Clinical implications

The TRILUMINATE pivotal trial has shown that TTVI appears to have clinical rather than prognostic benefit in patients with severe TR and improves QOL [28]. Given the high morbidity and advanced age of this patient population, the clinical benefit might be of greater importance to patients, possibly even more than survival benefit.

With that in mind, CWRET might be a sensitive examination to assess functional improvement in patients undergoing TTVI and could help elucidate non-TR-related mechanisms of exercise limitation, including chronic muscular deconditioning.

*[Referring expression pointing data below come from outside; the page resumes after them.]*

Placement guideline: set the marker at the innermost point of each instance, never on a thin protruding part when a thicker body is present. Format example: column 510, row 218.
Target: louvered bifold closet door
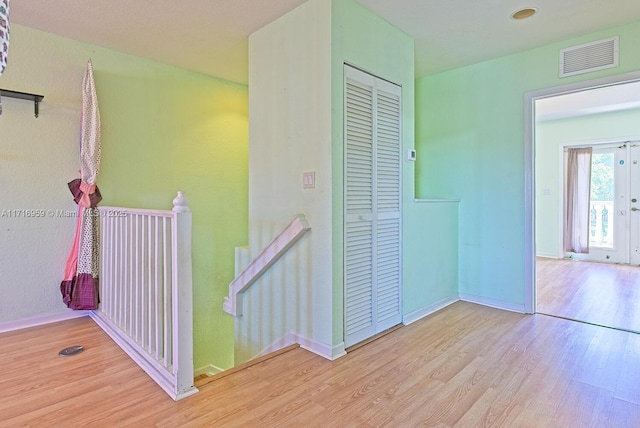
column 372, row 206
column 388, row 187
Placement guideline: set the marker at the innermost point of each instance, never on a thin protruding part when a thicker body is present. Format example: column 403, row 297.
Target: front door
column 634, row 202
column 614, row 226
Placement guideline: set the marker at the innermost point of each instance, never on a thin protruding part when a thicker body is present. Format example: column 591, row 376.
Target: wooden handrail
column 267, row 257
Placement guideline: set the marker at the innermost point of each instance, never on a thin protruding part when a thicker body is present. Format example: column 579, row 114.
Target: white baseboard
column 208, row 370
column 326, row 351
column 41, row 320
column 548, row 256
column 498, row 304
column 428, row 310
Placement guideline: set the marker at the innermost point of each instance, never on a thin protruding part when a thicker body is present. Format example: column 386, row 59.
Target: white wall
column 550, row 137
column 290, row 133
column 37, row 158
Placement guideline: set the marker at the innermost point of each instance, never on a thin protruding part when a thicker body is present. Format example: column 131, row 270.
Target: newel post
column 182, row 296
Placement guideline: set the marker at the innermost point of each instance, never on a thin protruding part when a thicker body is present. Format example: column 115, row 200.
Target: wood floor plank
column 465, row 366
column 601, row 293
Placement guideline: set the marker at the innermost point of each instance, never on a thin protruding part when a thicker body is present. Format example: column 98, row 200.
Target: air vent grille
column 589, row 57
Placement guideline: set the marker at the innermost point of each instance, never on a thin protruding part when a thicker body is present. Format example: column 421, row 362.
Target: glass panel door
column 608, row 233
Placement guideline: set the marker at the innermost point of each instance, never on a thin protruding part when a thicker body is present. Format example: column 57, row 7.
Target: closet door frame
column 378, row 221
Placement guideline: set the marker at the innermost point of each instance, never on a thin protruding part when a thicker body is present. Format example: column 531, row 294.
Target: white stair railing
column 267, row 257
column 146, row 291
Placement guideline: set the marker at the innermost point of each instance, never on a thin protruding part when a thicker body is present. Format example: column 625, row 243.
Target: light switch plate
column 309, row 180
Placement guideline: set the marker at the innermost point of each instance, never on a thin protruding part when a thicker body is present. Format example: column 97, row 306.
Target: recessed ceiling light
column 524, row 13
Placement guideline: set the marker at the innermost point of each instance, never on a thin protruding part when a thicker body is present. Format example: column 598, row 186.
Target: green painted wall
column 470, row 144
column 429, row 239
column 550, row 137
column 164, row 129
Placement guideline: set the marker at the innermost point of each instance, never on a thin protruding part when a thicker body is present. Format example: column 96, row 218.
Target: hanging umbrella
column 4, row 37
column 80, row 285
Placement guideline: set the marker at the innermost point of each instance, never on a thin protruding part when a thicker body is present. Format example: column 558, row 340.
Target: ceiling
column 210, row 36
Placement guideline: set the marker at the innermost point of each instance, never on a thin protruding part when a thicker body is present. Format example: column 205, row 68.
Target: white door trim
column 529, row 169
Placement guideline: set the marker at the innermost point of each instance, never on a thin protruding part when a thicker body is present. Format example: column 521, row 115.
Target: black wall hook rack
column 24, row 96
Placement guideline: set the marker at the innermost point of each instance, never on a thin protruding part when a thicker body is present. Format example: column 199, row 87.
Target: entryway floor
column 597, row 293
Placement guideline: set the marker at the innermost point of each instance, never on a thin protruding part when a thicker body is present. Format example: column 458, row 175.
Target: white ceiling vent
column 589, row 57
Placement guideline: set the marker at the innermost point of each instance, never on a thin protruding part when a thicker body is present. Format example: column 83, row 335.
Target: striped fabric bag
column 4, row 37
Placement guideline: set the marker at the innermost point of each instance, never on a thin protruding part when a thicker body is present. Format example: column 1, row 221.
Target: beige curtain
column 576, row 227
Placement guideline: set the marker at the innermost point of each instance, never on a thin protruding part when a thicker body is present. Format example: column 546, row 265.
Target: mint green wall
column 470, row 144
column 550, row 137
column 164, row 129
column 366, row 41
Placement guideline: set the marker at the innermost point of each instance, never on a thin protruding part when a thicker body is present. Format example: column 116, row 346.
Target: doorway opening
column 577, row 116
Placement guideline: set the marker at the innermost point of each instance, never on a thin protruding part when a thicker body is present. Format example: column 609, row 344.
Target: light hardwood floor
column 599, row 293
column 465, row 366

Based on these findings, individual treatment strategies of comorbidities and exercise prescription may be optimized.

Some studies have shown that in advanced heart failure, exercise training does not appear to have a significant effect on exercise capacity in the maximal exercise range [29]. Whether exercise training can achieve improvements in the submaximal range needs to be investigated in future studies.

Limitations

Several limitations apply to our study. First, our study is clearly limited by its modest sample size. Hence, we cannot rule out insufficient power to detect hitherto hidden associations. Second, due to the sample size, the study is descriptive in nature, hypothesis-generating and not designed to explain the mechanisms behind the observed phenomena. Third, determining the critical power in patients actually requires several constant work-rate tests. Instead, due to feasibility, we used a constant work rate at 75% of maximal exercise capacity, as proposed by Malaguti et al. and Casaburi et al. [27, 30]. In addition, our study is non-randomized and unblinded. Submaximal exercise capacity is an objective, however, a patient-dependent outcome even though patient proved adequate motivation and effort assessed with peak RER. Patient-reported outcomes are generally more susceptible to the placebo effect than observer-reported outcomes. Moreover, detection and performance bias cannot be fully excluded as outcome assessors were also unblinded. Finally, the follow-up period is only limited to 3 months. It is not within the scope of this study to evaluate whether SEC could act as an independent prognostic predictor in patients undergoing TTVI.

Conclusion

Submaximal exercise endurance capacity is significantly increased in patients with severe TR undergoing TTVI, reflecting an improvement in QOL especially regarding daily life activities. These improvements correlate with improved hemodynamics and an increased cardiac output.